Identifiable single‐gene mutations account for a small minority of cases and indications to screen specific genes are limited. As more causes are identified and sequencing technology advances, the ability to identify complex or polygenic disorders like nonsyndromic sporadic CVM will improve. In addition, these technologies will provide insight into gene–gene and gene–environment interactions. Increasingly, networks of genetic modifiers will be elucidated that better define genetic risk. For example, the Pediatric Heart Network identified single nucleotide polymorphisms (SNPs) in 5 genes within the Renin–Angiotensin–Aldosterone system that predict failure of normal postoperative remodeling as well as poor somatic growth, suggesting that the presence of these variants may predict adverse outcome and therefore identify a subset of patients at relatively high risk.14 This approach on a broad scale may resemble a comprehensive risk profile for all types of CVM, much like newborn screening. Advances in personalized medicine are already leveraging the clinical utility of genetic information to identify specific risks in specific people,15 suggesting that we are quickly approaching a paradigm shift in preventive management.

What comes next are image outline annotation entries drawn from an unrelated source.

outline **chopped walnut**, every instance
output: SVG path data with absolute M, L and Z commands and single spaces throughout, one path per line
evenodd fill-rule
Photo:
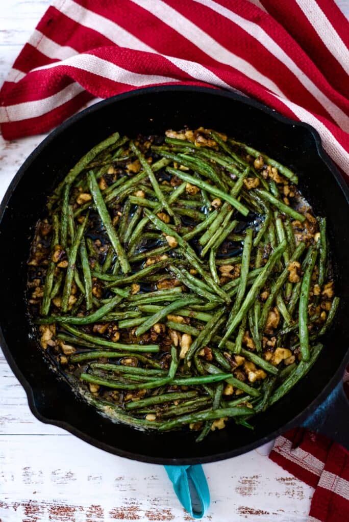
M 234 393 L 234 387 L 231 384 L 226 384 L 223 390 L 224 395 L 232 395 Z
M 259 180 L 258 177 L 246 177 L 243 180 L 243 184 L 248 191 L 250 191 L 259 186 Z
M 192 134 L 192 131 L 191 131 L 191 132 Z M 174 138 L 175 139 L 183 139 L 185 140 L 189 139 L 184 133 L 176 132 L 175 130 L 166 130 L 165 134 L 168 138 Z
M 279 347 L 276 348 L 273 354 L 270 362 L 274 366 L 277 366 L 282 361 L 287 359 L 288 357 L 290 357 L 292 355 L 292 352 L 288 348 L 282 348 Z
M 191 183 L 188 183 L 185 185 L 185 192 L 191 196 L 197 194 L 200 190 L 199 187 L 197 187 L 196 185 L 192 185 Z
M 273 308 L 269 312 L 266 319 L 265 331 L 267 334 L 272 334 L 273 330 L 277 328 L 280 321 L 280 314 L 277 308 Z
M 59 340 L 58 343 L 65 355 L 71 355 L 73 353 L 75 353 L 76 351 L 74 346 L 66 345 L 61 339 Z
M 329 312 L 331 309 L 331 302 L 329 301 L 323 301 L 320 306 L 323 310 Z
M 184 359 L 187 352 L 190 348 L 192 343 L 191 336 L 189 334 L 183 334 L 181 339 L 181 351 L 179 353 L 179 358 Z
M 161 219 L 161 220 L 162 221 L 164 221 L 164 223 L 170 222 L 170 216 L 168 216 L 168 215 L 167 214 L 166 212 L 158 212 L 156 215 L 157 216 L 159 219 Z
M 289 357 L 286 357 L 285 359 L 284 359 L 284 364 L 285 364 L 285 366 L 288 366 L 289 364 L 293 364 L 296 358 L 294 355 L 290 355 Z
M 300 280 L 298 271 L 300 270 L 301 265 L 298 261 L 292 261 L 287 265 L 288 280 L 290 283 L 298 283 Z
M 78 205 L 84 205 L 85 203 L 91 201 L 91 199 L 92 196 L 91 194 L 88 194 L 87 192 L 81 192 L 78 195 L 75 200 Z
M 203 357 L 206 361 L 213 361 L 212 350 L 208 346 L 205 346 L 204 348 L 200 350 L 199 354 L 201 357 Z
M 227 420 L 228 417 L 222 417 L 222 419 L 217 419 L 212 423 L 211 430 L 214 431 L 216 428 L 217 430 L 224 430 L 225 428 L 225 422 Z
M 266 377 L 266 373 L 264 370 L 257 370 L 255 364 L 250 361 L 247 361 L 245 363 L 243 369 L 247 374 L 248 378 L 250 383 L 254 383 L 260 379 L 265 379 Z
M 156 334 L 164 334 L 166 329 L 166 327 L 162 323 L 156 323 L 151 328 Z
M 251 337 L 250 332 L 248 330 L 246 330 L 243 334 L 243 337 L 242 337 L 242 343 L 245 345 L 248 348 L 250 348 L 250 350 L 255 349 L 255 345 L 254 344 L 253 339 Z
M 108 329 L 109 326 L 109 323 L 101 323 L 100 324 L 96 323 L 94 325 L 93 331 L 97 334 L 103 334 Z
M 177 348 L 180 342 L 180 334 L 177 330 L 172 330 L 172 328 L 169 328 L 168 333 L 171 337 L 171 340 L 173 346 Z
M 314 285 L 314 288 L 313 288 L 312 291 L 314 293 L 314 295 L 320 295 L 321 293 L 321 289 L 317 284 Z
M 106 181 L 104 176 L 102 176 L 98 182 L 98 186 L 101 191 L 105 191 L 108 188 L 108 183 Z
M 236 279 L 240 277 L 240 265 L 223 265 L 218 270 L 223 277 L 230 279 Z
M 66 257 L 66 252 L 61 245 L 55 245 L 52 254 L 53 263 L 59 263 Z
M 222 205 L 222 201 L 219 197 L 215 198 L 215 199 L 211 203 L 211 205 L 214 208 L 219 208 Z
M 175 248 L 176 246 L 178 246 L 178 242 L 176 238 L 173 238 L 173 235 L 166 235 L 165 239 L 171 248 Z
M 332 299 L 334 295 L 333 290 L 333 281 L 331 281 L 329 283 L 326 283 L 323 287 L 323 290 L 321 292 L 322 295 L 325 299 Z
M 136 367 L 138 366 L 138 361 L 135 357 L 124 357 L 120 361 L 120 364 L 123 366 L 132 366 Z
M 183 317 L 181 315 L 173 315 L 172 314 L 169 314 L 167 317 L 168 321 L 173 321 L 173 323 L 189 322 L 186 317 Z
M 166 254 L 159 254 L 159 255 L 154 256 L 154 257 L 148 257 L 144 264 L 144 266 L 150 266 L 151 265 L 155 265 L 155 263 L 159 263 L 159 261 L 164 261 L 165 259 L 167 259 L 167 258 L 168 256 Z
M 39 331 L 41 334 L 40 343 L 44 350 L 46 350 L 48 346 L 54 346 L 56 341 L 53 340 L 53 337 L 56 335 L 56 326 L 52 325 L 41 325 L 39 327 Z
M 234 376 L 237 379 L 238 379 L 239 381 L 241 381 L 242 383 L 244 383 L 246 380 L 246 374 L 240 368 L 238 368 L 234 371 Z
M 264 166 L 264 160 L 263 156 L 258 156 L 258 158 L 253 161 L 253 167 L 257 170 L 260 170 Z

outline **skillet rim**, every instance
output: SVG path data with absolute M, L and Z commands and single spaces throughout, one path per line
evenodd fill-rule
M 10 183 L 4 198 L 0 204 L 0 223 L 1 222 L 4 215 L 6 211 L 6 207 L 12 195 L 16 190 L 17 185 L 21 178 L 25 175 L 28 167 L 34 161 L 36 158 L 42 152 L 46 146 L 54 140 L 56 137 L 62 133 L 76 122 L 84 118 L 87 115 L 89 115 L 94 112 L 98 112 L 101 107 L 104 108 L 110 104 L 113 104 L 115 102 L 127 99 L 130 98 L 142 96 L 142 94 L 151 93 L 156 93 L 158 92 L 171 92 L 171 91 L 183 91 L 183 92 L 199 92 L 206 93 L 212 96 L 219 96 L 222 98 L 230 98 L 234 99 L 239 102 L 242 103 L 248 106 L 252 106 L 257 109 L 269 115 L 272 116 L 274 119 L 280 122 L 294 127 L 302 127 L 306 129 L 311 136 L 313 142 L 316 147 L 317 154 L 320 159 L 327 166 L 329 170 L 332 175 L 335 182 L 339 185 L 345 199 L 347 204 L 349 206 L 349 187 L 347 185 L 343 177 L 341 175 L 337 168 L 333 162 L 332 160 L 327 155 L 324 151 L 321 138 L 318 132 L 309 124 L 304 122 L 299 122 L 297 120 L 292 120 L 280 114 L 274 109 L 271 109 L 263 103 L 257 100 L 248 98 L 241 94 L 236 92 L 225 91 L 217 88 L 211 87 L 199 87 L 194 86 L 184 85 L 169 85 L 161 86 L 158 87 L 146 87 L 143 89 L 136 89 L 122 94 L 117 94 L 111 98 L 103 100 L 98 102 L 89 107 L 80 111 L 73 115 L 66 121 L 64 122 L 60 125 L 55 128 L 49 133 L 48 136 L 41 141 L 40 144 L 34 149 L 34 150 L 28 156 L 22 165 L 14 176 L 11 183 Z M 283 425 L 277 430 L 274 430 L 267 435 L 265 435 L 262 438 L 252 442 L 246 446 L 241 446 L 239 448 L 236 448 L 228 452 L 224 453 L 218 453 L 204 457 L 184 457 L 180 458 L 168 458 L 163 457 L 149 457 L 143 454 L 136 453 L 131 453 L 122 449 L 117 448 L 109 444 L 106 444 L 100 440 L 93 438 L 90 435 L 87 435 L 84 432 L 72 425 L 68 422 L 62 420 L 55 419 L 49 419 L 47 417 L 42 415 L 40 411 L 39 408 L 37 407 L 36 401 L 36 395 L 34 390 L 31 386 L 29 384 L 24 375 L 19 370 L 17 363 L 15 361 L 14 358 L 11 353 L 11 350 L 7 345 L 3 335 L 1 325 L 0 324 L 0 347 L 4 353 L 5 359 L 11 368 L 11 370 L 17 378 L 19 383 L 23 387 L 27 395 L 28 405 L 31 412 L 38 420 L 45 424 L 51 424 L 57 426 L 69 433 L 72 433 L 85 442 L 91 444 L 99 449 L 103 449 L 108 453 L 118 455 L 120 457 L 125 457 L 143 462 L 161 464 L 161 465 L 182 465 L 188 464 L 205 464 L 211 462 L 218 461 L 219 460 L 230 458 L 237 456 L 248 452 L 251 451 L 263 444 L 269 442 L 287 430 L 294 427 L 299 424 L 301 420 L 304 420 L 308 417 L 316 408 L 322 402 L 326 397 L 327 397 L 332 390 L 339 383 L 342 378 L 344 370 L 349 362 L 349 349 L 347 350 L 343 359 L 339 365 L 337 370 L 332 375 L 332 377 L 327 383 L 326 386 L 323 388 L 322 392 L 319 394 L 316 398 L 304 409 L 300 411 L 297 415 L 293 418 L 286 424 Z M 90 407 L 94 407 L 90 406 Z

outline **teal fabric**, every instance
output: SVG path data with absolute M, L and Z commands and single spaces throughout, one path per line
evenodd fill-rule
M 210 505 L 210 491 L 202 467 L 196 465 L 165 466 L 165 468 L 184 509 L 194 518 L 203 517 Z M 201 504 L 199 506 L 195 506 L 195 496 Z

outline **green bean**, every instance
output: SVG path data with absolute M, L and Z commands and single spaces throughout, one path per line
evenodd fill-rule
M 92 323 L 98 321 L 111 312 L 115 307 L 119 304 L 122 300 L 122 297 L 120 295 L 115 295 L 115 297 L 109 299 L 108 303 L 103 304 L 89 315 L 86 315 L 84 317 L 68 317 L 67 316 L 53 315 L 44 319 L 38 319 L 38 324 L 51 324 L 53 323 L 59 323 L 61 324 L 66 323 L 73 325 L 88 325 Z
M 109 247 L 107 252 L 107 255 L 103 264 L 103 266 L 102 267 L 102 271 L 103 273 L 108 272 L 108 270 L 110 268 L 113 263 L 113 257 L 114 252 L 113 252 L 112 248 L 111 247 Z
M 167 431 L 175 428 L 180 427 L 184 424 L 200 422 L 202 421 L 214 420 L 215 419 L 220 419 L 222 417 L 235 417 L 240 415 L 251 414 L 252 411 L 250 408 L 238 406 L 236 408 L 219 408 L 217 410 L 200 411 L 197 413 L 185 415 L 160 424 L 158 430 Z
M 228 201 L 228 203 L 232 205 L 243 216 L 246 216 L 248 215 L 249 210 L 247 207 L 245 207 L 245 205 L 242 205 L 237 199 L 232 197 L 232 196 L 230 196 L 227 193 L 224 192 L 212 185 L 209 185 L 208 183 L 206 183 L 205 181 L 202 181 L 201 180 L 194 177 L 193 176 L 191 176 L 190 174 L 182 172 L 182 171 L 178 170 L 176 169 L 172 169 L 171 167 L 167 167 L 166 170 L 170 174 L 177 176 L 181 180 L 183 180 L 184 181 L 187 181 L 192 185 L 195 185 L 196 186 L 200 187 L 200 188 L 206 191 L 210 194 L 213 194 L 214 196 L 221 198 L 222 199 L 224 199 L 225 201 Z
M 75 235 L 75 226 L 74 221 L 74 214 L 73 213 L 73 208 L 71 205 L 68 206 L 68 229 L 71 236 L 72 243 L 74 240 Z
M 150 316 L 142 325 L 138 326 L 135 332 L 135 335 L 137 337 L 142 335 L 151 328 L 153 325 L 155 325 L 156 323 L 159 323 L 168 314 L 170 314 L 172 312 L 174 312 L 179 308 L 182 308 L 186 305 L 191 304 L 192 303 L 195 302 L 197 302 L 197 298 L 192 296 L 191 297 L 178 299 L 174 302 L 168 304 L 166 306 L 164 306 L 161 310 L 156 312 L 156 313 Z
M 80 225 L 74 239 L 74 241 L 69 253 L 68 258 L 68 268 L 65 278 L 65 282 L 63 288 L 63 292 L 62 298 L 62 312 L 66 312 L 68 310 L 68 302 L 72 291 L 72 284 L 74 277 L 74 269 L 75 268 L 75 262 L 76 260 L 76 255 L 77 251 L 81 242 L 83 234 L 87 223 L 88 215 L 87 215 L 84 222 Z
M 78 287 L 81 293 L 84 294 L 85 295 L 85 287 L 82 282 L 79 272 L 76 268 L 75 268 L 75 269 L 74 271 L 74 280 L 75 282 L 76 286 Z
M 206 216 L 202 212 L 199 212 L 193 208 L 185 208 L 182 207 L 173 207 L 173 212 L 179 216 L 188 216 L 189 218 L 192 218 L 196 221 L 203 221 Z
M 247 317 L 245 317 L 242 319 L 241 324 L 239 327 L 239 330 L 238 331 L 238 335 L 236 336 L 236 339 L 235 340 L 235 346 L 233 348 L 233 352 L 234 353 L 238 354 L 241 353 L 242 348 L 242 338 L 245 335 L 245 331 L 246 330 L 246 324 L 247 323 Z M 227 347 L 227 342 L 226 343 L 226 347 Z
M 223 383 L 219 383 L 219 384 L 217 384 L 212 404 L 212 409 L 217 410 L 219 407 L 224 388 L 224 385 Z M 195 442 L 200 442 L 201 441 L 203 440 L 205 437 L 206 437 L 210 433 L 212 427 L 212 423 L 210 421 L 206 421 L 203 429 L 201 431 L 201 433 L 199 436 L 196 437 Z
M 138 419 L 136 417 L 131 417 L 125 413 L 124 410 L 121 409 L 119 406 L 117 406 L 112 402 L 109 402 L 107 401 L 96 399 L 92 395 L 89 397 L 88 401 L 93 406 L 95 406 L 98 409 L 101 410 L 108 416 L 111 416 L 112 418 L 115 419 L 120 422 L 128 424 L 130 426 L 134 426 L 136 428 L 143 429 L 146 428 L 148 430 L 157 430 L 160 425 L 160 423 L 156 422 L 155 421 L 147 421 L 145 419 Z
M 52 216 L 52 238 L 51 242 L 51 253 L 54 250 L 54 246 L 58 244 L 59 241 L 59 227 L 60 224 L 57 214 L 54 214 Z M 45 283 L 44 285 L 43 296 L 41 303 L 41 313 L 42 315 L 47 315 L 50 310 L 51 304 L 51 292 L 53 286 L 53 281 L 54 279 L 54 272 L 56 269 L 55 264 L 51 260 L 50 262 L 49 267 L 46 272 L 45 278 Z
M 179 234 L 177 234 L 176 232 L 172 230 L 157 216 L 155 216 L 152 212 L 150 212 L 147 209 L 145 209 L 144 212 L 147 217 L 149 218 L 150 221 L 154 223 L 154 224 L 156 225 L 158 229 L 160 229 L 162 232 L 165 232 L 167 235 L 170 235 L 174 237 L 174 239 L 177 240 L 178 244 L 186 249 L 187 253 L 189 253 L 192 256 L 194 259 L 196 259 L 199 263 L 201 262 L 197 258 L 196 254 L 195 253 L 195 252 L 193 250 L 191 246 L 190 246 L 189 243 L 188 243 L 187 241 L 183 239 L 183 238 L 181 237 Z
M 120 135 L 118 132 L 114 133 L 111 136 L 107 138 L 103 141 L 101 141 L 97 145 L 92 147 L 90 150 L 84 156 L 79 160 L 76 164 L 68 174 L 65 176 L 58 186 L 55 189 L 54 194 L 55 196 L 58 196 L 61 194 L 63 187 L 65 185 L 71 185 L 76 179 L 79 174 L 83 172 L 88 166 L 89 163 L 96 158 L 98 154 L 105 150 L 111 145 L 116 143 L 120 138 Z
M 294 261 L 296 261 L 300 257 L 302 254 L 304 252 L 305 248 L 306 246 L 304 243 L 299 243 L 293 253 L 293 255 L 291 258 L 291 263 L 293 263 Z M 285 284 L 289 274 L 289 272 L 288 271 L 288 267 L 286 266 L 278 276 L 276 281 L 272 286 L 270 293 L 268 295 L 266 301 L 264 303 L 262 310 L 261 318 L 259 321 L 259 328 L 261 331 L 264 331 L 264 328 L 265 327 L 265 323 L 266 323 L 266 319 L 269 314 L 269 311 L 270 310 L 276 295 L 278 294 L 282 287 Z M 290 315 L 292 315 L 289 309 L 288 310 L 288 311 L 290 313 Z
M 80 338 L 84 340 L 88 341 L 97 345 L 98 346 L 105 346 L 108 348 L 112 348 L 113 350 L 126 350 L 129 352 L 158 352 L 158 345 L 137 345 L 131 344 L 126 345 L 121 342 L 113 342 L 111 341 L 107 341 L 101 337 L 97 337 L 96 336 L 90 335 L 89 334 L 85 334 L 84 332 L 77 330 L 76 328 L 69 326 L 68 325 L 64 324 L 64 329 L 68 331 L 73 335 L 78 338 Z M 74 342 L 74 341 L 72 341 Z
M 61 285 L 62 284 L 62 282 L 63 280 L 63 272 L 62 270 L 58 272 L 58 275 L 56 279 L 56 282 L 53 285 L 53 288 L 50 295 L 50 297 L 51 299 L 55 297 L 60 291 L 60 289 L 61 288 Z
M 124 366 L 122 364 L 112 364 L 110 363 L 94 362 L 90 364 L 92 369 L 104 370 L 114 372 L 116 373 L 127 373 L 138 375 L 146 375 L 147 376 L 158 376 L 164 375 L 166 372 L 163 370 L 153 370 L 149 368 L 140 368 L 139 366 Z
M 59 335 L 61 336 L 61 334 L 59 334 Z M 62 337 L 61 337 L 60 338 L 62 338 Z M 153 359 L 148 359 L 144 357 L 144 355 L 142 355 L 139 353 L 135 353 L 133 352 L 109 352 L 106 350 L 95 350 L 92 352 L 83 352 L 71 355 L 69 360 L 71 362 L 75 363 L 102 358 L 121 359 L 129 357 L 134 357 L 144 364 L 148 364 L 154 368 L 161 369 L 161 366 L 156 361 L 154 361 Z
M 157 272 L 161 268 L 165 268 L 165 267 L 167 266 L 171 263 L 173 263 L 173 259 L 164 259 L 163 261 L 160 261 L 159 263 L 154 263 L 154 265 L 147 266 L 145 268 L 142 268 L 141 270 L 138 270 L 138 272 L 136 272 L 131 276 L 127 276 L 126 277 L 119 277 L 115 276 L 114 280 L 106 285 L 106 288 L 110 288 L 110 287 L 116 287 L 119 284 L 129 284 L 130 283 L 134 283 L 137 281 L 142 281 L 142 279 L 149 274 L 153 274 L 154 272 Z M 102 274 L 101 276 L 99 275 L 99 277 L 101 277 L 102 278 L 105 276 L 111 276 L 111 274 Z M 111 281 L 111 278 L 108 280 Z
M 319 343 L 313 347 L 309 361 L 306 361 L 302 360 L 287 378 L 278 388 L 276 388 L 270 398 L 269 404 L 271 406 L 278 401 L 286 393 L 288 393 L 298 381 L 308 373 L 320 355 L 322 349 L 322 345 L 321 343 Z
M 145 172 L 146 172 L 147 176 L 149 178 L 150 182 L 153 185 L 153 188 L 154 188 L 155 194 L 156 194 L 156 197 L 161 203 L 161 206 L 166 209 L 166 211 L 170 216 L 173 216 L 173 212 L 164 197 L 160 189 L 159 184 L 157 182 L 156 178 L 155 177 L 154 173 L 153 172 L 151 167 L 149 165 L 149 163 L 147 162 L 141 151 L 136 146 L 136 145 L 135 145 L 133 141 L 131 141 L 130 146 L 131 150 L 135 153 L 139 160 L 143 170 Z
M 206 408 L 210 406 L 211 399 L 208 397 L 198 397 L 197 399 L 192 401 L 187 401 L 183 405 L 180 404 L 178 406 L 170 407 L 164 411 L 161 411 L 160 418 L 166 419 L 168 417 L 179 417 L 181 415 L 185 415 L 187 413 L 191 413 L 194 411 L 198 411 L 203 408 Z
M 211 293 L 211 289 L 207 288 L 207 286 L 203 281 L 192 276 L 186 270 L 177 268 L 173 265 L 170 265 L 169 268 L 179 281 L 198 295 L 209 301 L 219 300 L 217 296 Z
M 295 238 L 295 233 L 293 231 L 293 228 L 292 228 L 290 221 L 289 221 L 288 220 L 286 221 L 284 223 L 284 226 L 285 227 L 286 236 L 287 240 L 287 243 L 288 243 L 289 253 L 292 256 L 296 250 L 296 238 Z
M 215 211 L 216 215 L 214 220 L 211 223 L 205 233 L 203 234 L 199 240 L 199 243 L 202 246 L 204 246 L 207 243 L 219 228 L 229 211 L 228 205 L 224 205 L 218 214 L 217 214 L 217 210 Z
M 310 289 L 311 276 L 312 275 L 316 258 L 318 255 L 317 248 L 311 246 L 309 263 L 306 267 L 300 289 L 299 307 L 299 340 L 300 341 L 300 353 L 302 360 L 309 361 L 310 353 L 309 348 L 309 331 L 308 330 L 308 304 L 309 293 Z
M 119 237 L 121 243 L 125 243 L 125 234 L 129 225 L 129 218 L 131 209 L 131 201 L 130 198 L 126 200 L 126 203 L 122 209 L 122 214 L 119 222 Z
M 282 243 L 269 258 L 263 271 L 260 274 L 253 282 L 239 312 L 237 313 L 229 325 L 227 331 L 224 335 L 224 337 L 219 343 L 220 348 L 224 346 L 225 341 L 227 340 L 228 337 L 230 337 L 230 335 L 234 331 L 236 326 L 241 322 L 245 314 L 248 312 L 252 303 L 259 294 L 261 289 L 264 285 L 266 280 L 270 275 L 275 263 L 282 255 L 286 246 L 286 241 Z
M 145 406 L 153 404 L 163 404 L 164 402 L 171 402 L 173 400 L 182 400 L 196 397 L 197 392 L 172 392 L 171 393 L 162 394 L 161 395 L 153 395 L 145 399 L 141 399 L 132 402 L 127 402 L 125 405 L 126 410 L 138 410 Z
M 330 311 L 329 312 L 328 315 L 327 316 L 327 318 L 323 326 L 319 332 L 319 335 L 323 335 L 330 326 L 335 315 L 335 313 L 337 311 L 339 302 L 340 298 L 339 297 L 333 298 L 333 300 L 332 302 L 332 304 L 331 305 L 331 308 L 330 309 Z
M 200 256 L 203 257 L 210 248 L 217 250 L 220 244 L 224 241 L 227 235 L 235 228 L 238 222 L 236 220 L 230 221 L 233 211 L 230 210 L 226 216 L 224 220 L 218 230 L 211 236 L 201 251 Z M 229 221 L 230 222 L 229 222 Z
M 199 332 L 199 335 L 185 354 L 185 359 L 187 366 L 189 361 L 195 352 L 198 351 L 203 346 L 208 345 L 212 337 L 216 334 L 224 321 L 222 315 L 225 312 L 225 308 L 219 309 L 212 316 L 212 318 L 207 321 L 205 327 Z
M 260 196 L 263 199 L 266 199 L 270 203 L 271 203 L 272 205 L 276 208 L 278 209 L 283 213 L 286 214 L 286 216 L 289 216 L 294 219 L 299 220 L 301 223 L 305 221 L 305 216 L 300 214 L 299 212 L 297 212 L 296 210 L 294 210 L 290 207 L 288 207 L 287 205 L 285 205 L 285 203 L 283 203 L 280 199 L 277 199 L 270 193 L 267 192 L 266 191 L 262 190 L 260 188 L 256 188 L 255 190 L 258 195 Z
M 104 202 L 103 197 L 99 189 L 99 187 L 91 171 L 89 171 L 87 173 L 87 179 L 89 182 L 90 192 L 94 198 L 97 211 L 106 229 L 110 242 L 113 245 L 113 248 L 115 250 L 115 253 L 120 260 L 121 270 L 124 274 L 127 274 L 131 270 L 130 264 L 125 251 L 121 246 L 121 243 L 120 243 L 117 231 L 113 226 L 111 219 L 106 206 L 106 204 Z
M 293 172 L 292 171 L 290 170 L 289 169 L 288 169 L 284 165 L 282 165 L 281 163 L 278 162 L 278 161 L 276 161 L 276 160 L 272 159 L 271 158 L 267 156 L 266 155 L 262 154 L 258 150 L 256 150 L 255 149 L 253 149 L 251 147 L 249 147 L 248 145 L 246 145 L 245 144 L 241 143 L 240 141 L 236 141 L 233 139 L 230 139 L 229 141 L 231 143 L 234 144 L 234 145 L 238 145 L 239 147 L 241 147 L 247 152 L 248 154 L 250 154 L 251 156 L 253 156 L 254 158 L 258 158 L 259 156 L 262 156 L 264 162 L 267 165 L 270 165 L 271 167 L 274 167 L 276 169 L 277 169 L 278 171 L 281 172 L 283 175 L 290 180 L 293 183 L 295 183 L 296 184 L 298 183 L 298 179 L 294 172 Z
M 245 392 L 245 393 L 248 394 L 249 395 L 251 395 L 252 397 L 259 397 L 260 395 L 260 392 L 255 388 L 252 388 L 252 386 L 249 386 L 248 384 L 246 384 L 246 383 L 243 383 L 242 381 L 239 381 L 239 379 L 237 379 L 235 377 L 231 374 L 224 374 L 222 370 L 217 368 L 216 366 L 214 364 L 212 364 L 211 363 L 204 362 L 203 363 L 203 366 L 206 372 L 208 373 L 213 374 L 214 375 L 225 375 L 226 376 L 226 378 L 225 380 L 228 384 L 231 384 L 233 386 L 235 386 L 238 389 L 242 390 Z
M 238 293 L 228 318 L 228 323 L 227 324 L 228 327 L 232 323 L 237 312 L 240 309 L 243 296 L 246 291 L 248 274 L 250 269 L 250 258 L 251 256 L 251 250 L 252 248 L 252 235 L 253 231 L 252 229 L 248 229 L 246 232 L 245 239 L 243 242 L 243 250 L 242 251 L 242 259 L 239 286 L 238 287 Z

There is ample evidence that nonsyndromic CVM is polygenic, and gene–gene and gene–environment interactions will play a significant role in pathogenesis.16–18 The involvement of multiple factors presents challenges for assessing risk and defining predisposition. Classically, a genetic predisposition involving one or more genetic abnormalities is followed by an environmental insult where both types of factors are required for disease manifestation. Little is known at present about how this paradigm might be applied to CVM. Accordingly, the authors call for a more rigorous ascertainment of both genetic and environmental risk factors, including gene–environment interactions that contribute to CVM. This might translate to a systematic approach that incorporates all of these factors in electronic medical record and data registries for clinical use and multisite research. As more is learned about the genetic basis of CVM and the impact of environmental factors, composite risk profiles that capture both genetic and environmental factors may allow the development of clinically useful thresholds. As the authors explain, these advances will facilitate our ability to implement prevention and early risk stratification and prevention strategies through improved diagnostic testing, as well as more effective early intervention and targeted therapeutic plans through improved patient‐specific risk definition.